Kodak “Traceless Technology” uses an odorless and colorless powder marker which is mixed with printing inks that is deployable on labels and packages. The marker is then detected by Kodak provided handheld readers. The company claims that competitive readers will not detect Kodak's markers and as such is immune to counterfeiting.
Hewlett Packard approach to the problem, called “Memory Spot”, is based on a principle similar to RFID and thus suffers the same shortfalls.
Encryption method is another deterrent method and one that is also used in this invention though in a totally different fashion. In prior art, a product is given a digital identity, or a serial number, which is encrypted and printed on the product in an alphanumerical form. This digital number could be also accompanied by an associated bar code to be read by a scanner. The encoded and printed digital identity is thus either manually or via a scanner is passed on to an interne site or to a call center through a phone equipped with SMS for verification. Such a method though may be effective for a small number of products; it cannot be universally applied as it certainly will flood the internet site or the call center making it virtually ineffective and quite time consuming to do a real time authentication and verification.

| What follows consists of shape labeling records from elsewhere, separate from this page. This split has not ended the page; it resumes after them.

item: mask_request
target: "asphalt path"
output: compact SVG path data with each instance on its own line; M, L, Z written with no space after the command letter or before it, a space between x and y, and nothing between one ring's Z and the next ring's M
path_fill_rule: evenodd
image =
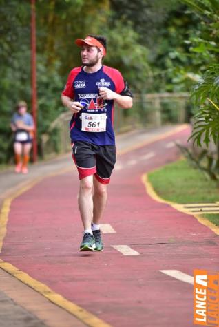
M79 252L77 172L61 165L12 201L0 258L112 326L193 326L193 271L218 270L218 236L152 198L143 180L180 157L176 141L186 143L189 134L124 136L108 187L103 252Z

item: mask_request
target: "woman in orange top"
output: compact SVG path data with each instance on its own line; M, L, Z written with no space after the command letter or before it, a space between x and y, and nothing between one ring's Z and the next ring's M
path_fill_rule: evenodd
M11 120L11 129L14 131L14 151L15 172L28 173L28 165L32 148L34 123L32 115L27 112L25 101L19 101ZM22 160L23 155L23 160Z

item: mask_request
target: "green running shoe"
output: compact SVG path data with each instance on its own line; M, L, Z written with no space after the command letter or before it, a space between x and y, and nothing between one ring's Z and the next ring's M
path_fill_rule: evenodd
M102 242L101 233L101 231L93 231L93 235L95 240L95 248L94 251L103 251L103 244Z
M85 233L79 251L94 251L95 248L95 240L90 233Z

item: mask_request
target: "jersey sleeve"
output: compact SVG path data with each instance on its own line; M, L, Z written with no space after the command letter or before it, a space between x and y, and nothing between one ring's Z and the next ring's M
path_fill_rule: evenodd
M28 126L34 126L34 122L32 115L28 115L28 120L27 123Z
M117 70L114 70L114 82L116 86L115 92L120 94L121 92L124 89L125 82L121 73Z
M131 98L133 98L133 94L131 89L129 89L128 83L127 83L126 81L124 81L124 83L125 83L125 87L123 89L123 91L120 93L120 94L121 96L131 96Z
M72 70L70 74L68 75L65 88L61 93L62 95L68 96L69 98L72 99L73 99L74 97L74 92L73 89L74 79L74 74L72 74Z

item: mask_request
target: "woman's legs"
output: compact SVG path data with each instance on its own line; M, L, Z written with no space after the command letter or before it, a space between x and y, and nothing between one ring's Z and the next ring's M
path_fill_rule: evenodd
M32 143L24 143L23 145L23 166L22 166L22 173L27 173L28 172L28 165L30 160L30 152L32 148Z
M15 172L20 173L21 171L21 155L22 155L22 144L20 142L14 142L14 159L16 162Z

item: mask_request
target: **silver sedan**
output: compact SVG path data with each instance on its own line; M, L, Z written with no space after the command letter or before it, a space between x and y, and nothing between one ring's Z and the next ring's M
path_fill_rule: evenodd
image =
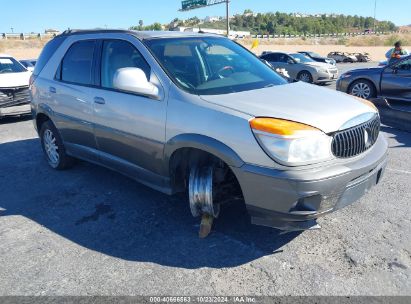
M299 53L272 52L260 57L276 69L286 69L291 78L308 83L327 83L338 78L337 67L316 62Z

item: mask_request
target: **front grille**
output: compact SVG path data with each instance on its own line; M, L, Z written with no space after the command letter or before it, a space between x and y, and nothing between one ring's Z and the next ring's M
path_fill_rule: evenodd
M338 158L359 155L371 148L380 133L380 118L376 115L366 123L334 134L332 152Z
M30 91L28 86L17 88L0 88L0 107L6 108L30 103Z

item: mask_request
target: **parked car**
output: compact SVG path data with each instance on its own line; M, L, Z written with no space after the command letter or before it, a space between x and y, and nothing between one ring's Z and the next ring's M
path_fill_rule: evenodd
M406 56L391 65L344 73L337 81L337 90L365 99L411 101L410 83L411 56Z
M338 69L316 62L299 53L272 52L260 56L276 69L286 69L291 78L308 83L327 83L337 79Z
M242 197L254 224L309 229L363 196L386 164L373 104L289 83L213 34L65 32L43 49L32 95L52 168L79 158L187 191L203 219Z
M378 62L379 67L385 67L387 65L388 65L388 60L382 60L382 61Z
M337 62L357 62L358 59L354 55L344 52L331 52L327 55L328 58L332 58Z
M337 62L334 59L323 57L320 54L317 54L317 53L314 53L314 52L301 51L301 52L298 52L298 53L303 54L307 57L310 57L312 60L317 61L317 62L325 62L325 63L331 64L331 65L336 65L337 64Z
M369 62L371 61L370 54L368 53L351 53L351 55L357 58L358 62Z
M0 54L0 118L30 113L30 75L12 56Z
M19 60L19 62L30 72L33 72L34 66L36 65L35 59Z

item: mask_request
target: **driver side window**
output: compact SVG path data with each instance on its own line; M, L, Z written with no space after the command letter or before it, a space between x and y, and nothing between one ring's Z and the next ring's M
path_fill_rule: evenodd
M399 62L394 66L395 69L401 71L410 71L411 70L411 59L407 59L404 61Z
M101 57L101 86L113 89L113 78L117 70L129 67L142 69L147 80L150 80L150 66L131 43L105 40Z

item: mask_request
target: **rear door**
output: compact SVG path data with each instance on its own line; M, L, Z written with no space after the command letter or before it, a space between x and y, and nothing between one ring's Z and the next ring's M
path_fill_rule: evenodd
M93 129L94 60L96 40L76 41L68 48L48 88L55 124L67 149L73 154L94 159Z
M411 58L404 59L384 70L381 92L388 99L411 101Z
M147 171L160 173L165 141L166 101L164 98L155 100L119 91L113 86L114 74L126 67L140 68L148 80L156 82L151 66L139 50L142 46L134 40L102 40L100 87L93 100L95 137L98 149L102 152L101 161L107 165L130 175Z

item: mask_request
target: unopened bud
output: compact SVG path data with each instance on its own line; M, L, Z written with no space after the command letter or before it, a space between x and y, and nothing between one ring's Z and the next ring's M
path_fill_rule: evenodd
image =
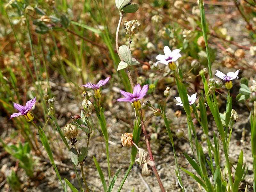
M76 126L73 124L68 123L63 130L65 136L70 140L75 138L78 134Z
M171 90L171 88L169 87L166 87L166 89L164 92L164 95L166 97L168 97L170 95L170 91Z
M202 141L206 141L207 139L207 135L204 133L201 136L201 140Z
M122 134L121 137L121 141L124 147L132 147L132 144L133 135L132 133L125 133Z
M175 131L175 134L179 138L180 138L184 135L184 131L182 129L178 129Z
M160 109L156 109L156 111L154 112L154 115L156 117L161 115L161 110Z
M214 83L214 85L215 85L215 87L217 89L219 89L221 88L223 85L223 83L221 80L220 79L217 79L215 81Z
M252 101L256 101L256 92L252 92L250 94L250 99Z
M44 100L47 101L49 99L49 96L47 94L45 94L44 95Z
M194 59L191 62L191 67L194 68L197 68L199 66L200 66L200 63L197 60Z

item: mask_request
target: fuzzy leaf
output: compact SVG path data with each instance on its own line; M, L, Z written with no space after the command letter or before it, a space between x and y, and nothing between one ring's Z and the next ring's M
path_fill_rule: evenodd
M119 71L121 69L125 69L128 67L128 64L124 61L120 61L119 63L119 65L118 65L118 67L117 67L117 71Z
M70 149L70 157L73 163L76 165L78 164L78 154L74 148L72 148Z
M132 52L128 46L123 45L119 47L119 52L124 61L128 65L132 64Z
M116 5L119 10L122 9L126 5L129 4L132 0L116 0Z
M134 13L139 9L139 5L137 3L133 3L125 6L123 9L125 13Z

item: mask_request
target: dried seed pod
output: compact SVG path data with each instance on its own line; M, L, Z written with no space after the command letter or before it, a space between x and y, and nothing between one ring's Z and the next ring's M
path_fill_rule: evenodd
M123 134L121 137L121 141L123 146L124 147L132 146L132 133L125 133Z

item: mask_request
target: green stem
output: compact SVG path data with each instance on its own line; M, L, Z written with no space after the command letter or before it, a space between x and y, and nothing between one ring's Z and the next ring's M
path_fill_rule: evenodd
M127 177L128 176L128 175L129 174L130 171L131 171L131 170L132 169L132 166L133 166L134 164L134 162L131 162L131 163L130 163L130 165L129 166L129 168L128 168L128 169L127 170L127 171L126 172L125 175L124 175L124 177L123 179L123 180L121 183L121 184L120 185L120 187L119 187L119 188L118 189L118 190L117 191L118 192L120 192L121 190L121 189L122 189L122 188L123 188L123 186L124 185L124 182L125 181L125 180L126 180Z
M110 163L109 163L109 154L108 152L108 141L106 140L106 152L107 152L107 158L108 161L108 180L109 183L110 183Z

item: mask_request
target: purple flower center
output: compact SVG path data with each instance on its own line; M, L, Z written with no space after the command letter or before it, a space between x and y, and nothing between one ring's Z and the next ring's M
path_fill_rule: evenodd
M231 77L228 76L224 76L223 77L223 80L226 82L229 82L230 81Z
M169 56L168 57L168 58L167 58L167 59L165 59L165 61L168 61L169 60L172 60L172 57L170 57L170 56Z

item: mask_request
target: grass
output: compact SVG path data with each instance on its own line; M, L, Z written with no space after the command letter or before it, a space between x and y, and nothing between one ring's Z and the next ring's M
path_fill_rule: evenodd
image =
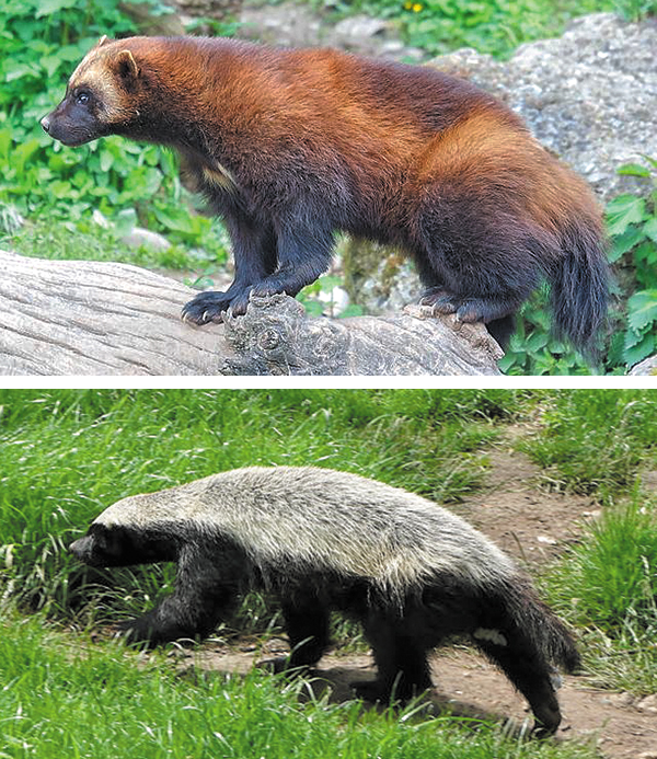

U.S. Pat. No. 6,996,543 issued to Coppersmith et al., tries to alleviate the above problem by using private/public pair keys where serial number are first encrypted by a pair. A reader system then reads and subsequently decodes the smart card's content and accompanying product's label using appropriate and corresponding public key pairs. Verification and authentication process then requires a comparison between the two for equality. Other than the fact that this method would require including a smart card (whose production is quite costly for most manufactures) along with every package, it is easily susceptible to counterfeiting: One with enough resources could create a smart card which could easily generates the sequence codes seen on the label. That is the counterfeiter could make a fake chip on board the smart card which feeds the smart card reader what it needs for authentication, namely the printed information seen on the label. Once that is accomplished, batches of smart cards along with duplicated labels could be made to defeat the purpose.